Recent tracking-by-detection approaches use deep object detectors as target detection baseline, because of their high performance on still images. For effective video object tracking, object detection is integrated with a data association step performed by either a custom design inference architecture or an end-to-end joint training for tracking purpose. In this work, we adopt the former approach and use the pre-trained Mask R-CNN deep object detector as the baseline. We introduce a novel inference architecture placed on top of FPN-ResNet101 backbone of Mask R-CNN to jointly perform detection and tracking, without requiring additional training for tracking purpose. The proposed single object tracker, TDIOT, applies an appearance similarity-based temporal matching for data association.

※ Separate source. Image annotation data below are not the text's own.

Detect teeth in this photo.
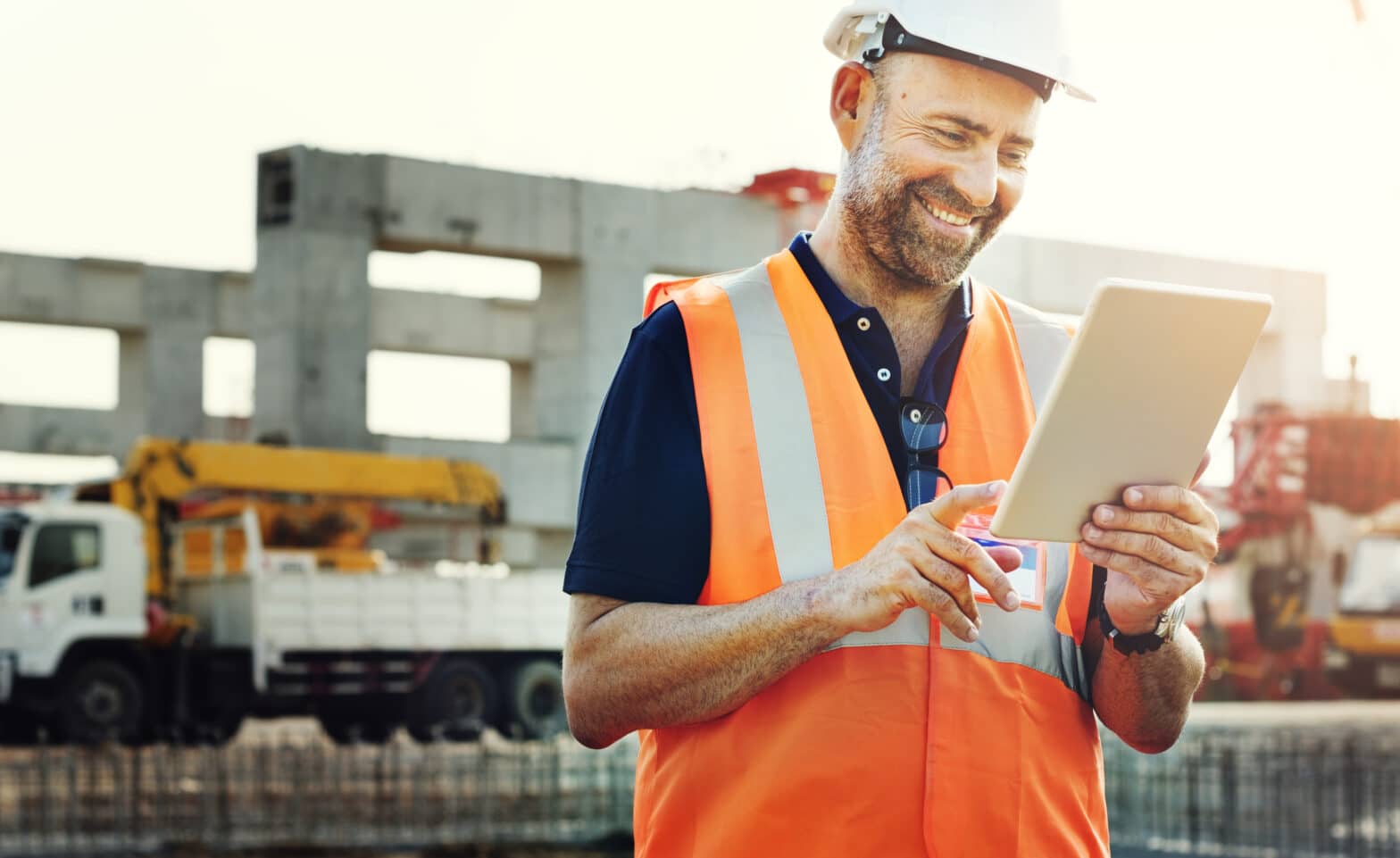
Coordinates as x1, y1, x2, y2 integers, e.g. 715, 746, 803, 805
919, 197, 971, 227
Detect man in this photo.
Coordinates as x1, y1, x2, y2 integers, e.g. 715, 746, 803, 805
564, 0, 1218, 858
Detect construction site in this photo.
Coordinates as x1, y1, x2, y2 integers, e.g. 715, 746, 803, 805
0, 147, 1400, 855
0, 0, 1400, 858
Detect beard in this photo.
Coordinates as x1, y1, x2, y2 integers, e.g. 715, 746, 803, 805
838, 102, 1010, 288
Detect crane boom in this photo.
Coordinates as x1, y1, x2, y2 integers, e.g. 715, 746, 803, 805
90, 437, 504, 595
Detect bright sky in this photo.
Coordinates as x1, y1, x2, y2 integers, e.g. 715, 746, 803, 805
0, 0, 1400, 480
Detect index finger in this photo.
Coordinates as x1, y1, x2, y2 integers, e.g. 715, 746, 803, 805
925, 480, 1006, 530
1123, 486, 1207, 525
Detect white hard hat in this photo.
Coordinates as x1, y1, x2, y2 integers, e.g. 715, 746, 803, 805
825, 0, 1094, 101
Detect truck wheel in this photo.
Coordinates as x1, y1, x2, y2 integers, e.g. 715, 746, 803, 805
59, 659, 146, 745
505, 658, 569, 739
406, 659, 500, 743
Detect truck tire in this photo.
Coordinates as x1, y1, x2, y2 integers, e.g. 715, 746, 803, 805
404, 658, 500, 743
59, 659, 146, 745
505, 658, 569, 739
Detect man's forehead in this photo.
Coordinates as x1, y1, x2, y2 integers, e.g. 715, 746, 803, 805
880, 54, 1040, 137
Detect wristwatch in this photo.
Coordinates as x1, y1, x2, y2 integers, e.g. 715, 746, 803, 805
1099, 599, 1186, 655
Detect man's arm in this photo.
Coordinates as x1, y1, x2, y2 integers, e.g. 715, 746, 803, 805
564, 578, 845, 747
1084, 613, 1205, 753
1079, 479, 1220, 753
564, 481, 1021, 747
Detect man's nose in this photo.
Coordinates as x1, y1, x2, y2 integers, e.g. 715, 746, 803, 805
954, 153, 998, 209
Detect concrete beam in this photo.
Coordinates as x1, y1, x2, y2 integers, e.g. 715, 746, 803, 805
370, 288, 535, 362
0, 254, 535, 362
0, 403, 143, 461
372, 151, 777, 271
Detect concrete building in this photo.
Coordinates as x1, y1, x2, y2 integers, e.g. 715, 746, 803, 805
0, 147, 1330, 567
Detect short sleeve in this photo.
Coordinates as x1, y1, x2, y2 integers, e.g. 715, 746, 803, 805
564, 304, 710, 604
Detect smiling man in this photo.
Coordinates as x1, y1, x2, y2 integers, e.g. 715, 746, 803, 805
564, 0, 1218, 858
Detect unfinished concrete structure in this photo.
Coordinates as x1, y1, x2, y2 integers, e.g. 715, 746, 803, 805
0, 147, 1329, 567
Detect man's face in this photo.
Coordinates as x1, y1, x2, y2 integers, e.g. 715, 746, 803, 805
840, 54, 1040, 287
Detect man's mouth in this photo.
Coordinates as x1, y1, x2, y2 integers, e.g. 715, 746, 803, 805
914, 193, 973, 227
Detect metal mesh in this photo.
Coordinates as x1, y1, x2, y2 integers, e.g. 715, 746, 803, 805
0, 727, 1400, 858
1104, 728, 1400, 858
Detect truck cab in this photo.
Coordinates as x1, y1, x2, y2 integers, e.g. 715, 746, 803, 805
0, 503, 146, 732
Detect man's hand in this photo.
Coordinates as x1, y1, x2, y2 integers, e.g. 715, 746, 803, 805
828, 480, 1021, 641
1079, 452, 1220, 634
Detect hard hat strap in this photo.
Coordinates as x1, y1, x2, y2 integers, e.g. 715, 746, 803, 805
861, 15, 1057, 101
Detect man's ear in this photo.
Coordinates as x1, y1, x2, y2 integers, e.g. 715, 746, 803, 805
829, 60, 875, 151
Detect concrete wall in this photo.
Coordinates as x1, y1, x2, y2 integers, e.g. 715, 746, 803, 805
0, 147, 1327, 565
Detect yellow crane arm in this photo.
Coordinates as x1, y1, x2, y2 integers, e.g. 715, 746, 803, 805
112, 437, 504, 595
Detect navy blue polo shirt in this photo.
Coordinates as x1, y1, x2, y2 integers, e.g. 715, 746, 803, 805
564, 232, 973, 604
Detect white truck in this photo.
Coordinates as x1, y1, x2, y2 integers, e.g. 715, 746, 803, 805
0, 501, 567, 743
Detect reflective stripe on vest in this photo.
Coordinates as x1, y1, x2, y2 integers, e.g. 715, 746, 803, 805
634, 252, 1107, 858
714, 264, 1089, 688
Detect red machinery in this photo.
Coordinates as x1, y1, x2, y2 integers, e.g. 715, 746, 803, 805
1193, 409, 1400, 700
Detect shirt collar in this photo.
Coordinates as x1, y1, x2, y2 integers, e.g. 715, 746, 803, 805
788, 232, 971, 326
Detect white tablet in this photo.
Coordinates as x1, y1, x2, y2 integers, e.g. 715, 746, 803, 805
991, 280, 1274, 542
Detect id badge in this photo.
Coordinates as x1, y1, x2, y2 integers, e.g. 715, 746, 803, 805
958, 515, 1047, 611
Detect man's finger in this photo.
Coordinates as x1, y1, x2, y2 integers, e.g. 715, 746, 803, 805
924, 480, 1006, 530
934, 529, 1021, 611
1092, 504, 1205, 553
1123, 486, 1210, 525
910, 578, 977, 644
1079, 543, 1193, 609
1084, 525, 1204, 584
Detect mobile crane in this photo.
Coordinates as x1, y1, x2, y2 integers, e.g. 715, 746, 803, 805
0, 438, 567, 743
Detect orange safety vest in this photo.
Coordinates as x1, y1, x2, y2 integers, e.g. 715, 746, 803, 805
634, 251, 1109, 858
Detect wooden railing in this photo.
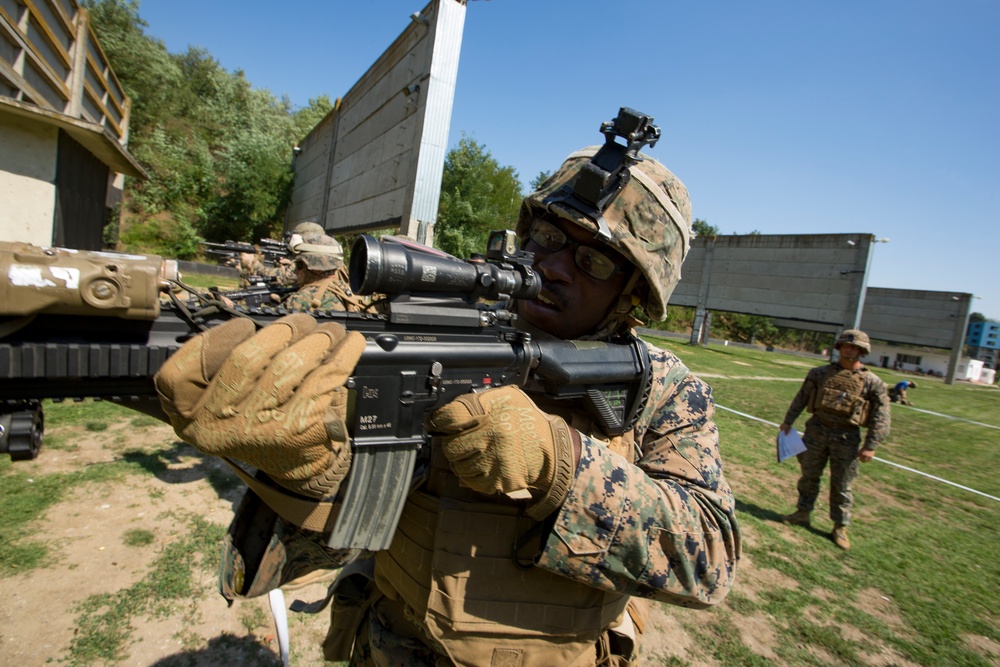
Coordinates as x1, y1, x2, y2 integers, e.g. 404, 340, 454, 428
0, 0, 129, 145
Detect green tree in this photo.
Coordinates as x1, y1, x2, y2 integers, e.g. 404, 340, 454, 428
82, 0, 183, 134
528, 171, 552, 192
691, 218, 719, 236
434, 135, 524, 257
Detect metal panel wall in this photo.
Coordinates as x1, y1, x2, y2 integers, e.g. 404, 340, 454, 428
286, 0, 465, 243
861, 287, 972, 348
670, 234, 873, 329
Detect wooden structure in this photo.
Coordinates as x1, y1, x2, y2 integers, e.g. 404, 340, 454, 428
0, 0, 145, 250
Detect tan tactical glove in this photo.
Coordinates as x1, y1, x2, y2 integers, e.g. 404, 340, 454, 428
427, 386, 575, 519
154, 313, 365, 498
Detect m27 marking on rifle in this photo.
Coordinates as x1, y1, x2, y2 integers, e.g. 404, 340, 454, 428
357, 415, 392, 431
0, 232, 650, 550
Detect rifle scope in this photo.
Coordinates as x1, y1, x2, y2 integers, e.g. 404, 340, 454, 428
350, 234, 541, 302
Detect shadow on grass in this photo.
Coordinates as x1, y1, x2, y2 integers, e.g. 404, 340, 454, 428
736, 499, 830, 540
152, 634, 281, 667
122, 441, 243, 500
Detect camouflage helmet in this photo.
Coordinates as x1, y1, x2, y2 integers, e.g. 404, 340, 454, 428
288, 234, 344, 272
833, 329, 872, 354
291, 220, 326, 236
517, 146, 694, 320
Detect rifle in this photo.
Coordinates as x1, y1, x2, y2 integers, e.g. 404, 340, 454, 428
201, 239, 288, 266
0, 231, 651, 550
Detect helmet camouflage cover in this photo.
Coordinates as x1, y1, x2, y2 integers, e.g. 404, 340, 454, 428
517, 146, 694, 320
289, 234, 344, 272
291, 220, 326, 236
833, 329, 872, 354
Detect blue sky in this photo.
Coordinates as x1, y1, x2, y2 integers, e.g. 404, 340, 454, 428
139, 0, 1000, 319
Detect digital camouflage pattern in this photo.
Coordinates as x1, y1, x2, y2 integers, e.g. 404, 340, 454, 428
215, 344, 741, 666
833, 329, 872, 354
784, 363, 892, 450
517, 146, 693, 320
291, 220, 326, 236
281, 263, 373, 313
537, 343, 741, 607
784, 366, 891, 526
796, 419, 861, 526
239, 255, 299, 287
289, 234, 344, 273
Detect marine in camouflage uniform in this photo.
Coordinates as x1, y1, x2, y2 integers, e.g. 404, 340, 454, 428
281, 231, 378, 312
238, 253, 299, 287
157, 111, 741, 667
781, 329, 891, 550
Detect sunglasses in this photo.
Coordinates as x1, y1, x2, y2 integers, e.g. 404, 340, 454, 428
528, 219, 625, 280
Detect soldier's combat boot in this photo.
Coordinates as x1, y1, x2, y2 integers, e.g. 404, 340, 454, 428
781, 510, 810, 528
830, 523, 851, 551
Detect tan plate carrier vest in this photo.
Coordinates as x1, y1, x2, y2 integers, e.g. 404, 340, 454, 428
375, 410, 641, 667
807, 365, 868, 426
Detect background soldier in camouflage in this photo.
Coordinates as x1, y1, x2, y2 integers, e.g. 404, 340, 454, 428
237, 222, 326, 287
157, 112, 740, 667
780, 329, 890, 550
282, 234, 364, 311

To tackle tracking discontinuities, we incorporate a local search and matching module into the inference head layer that exploits SiamFC. Moreover, to improve robustness to scale changes, we introduce a scale adaptive region proposal network that enables to search for the target at an adaptively enlarged spatial neighborhood specified by the trace of the target. In order to meet long term tracking requirements, a low cost verification layer is incorporated into the inference architecture to monitor presence of the target based on its LBP histogram model. Performance evaluation on videos from VOT2016, VOT2018, and VOT-LT2018 datasets demonstrate that TDIOT achieves higher accuracy compared to the state-of-the-art short-term trackers while it provides comparable performance in long term tracking. We also compare our tracker on LaSOT dataset where we observe that TDIOT provides comparable performance with other methods that are trained on LaSOT. The source code and TDIOT output videos are accessible at https://github.com/msprITU/TDIOT.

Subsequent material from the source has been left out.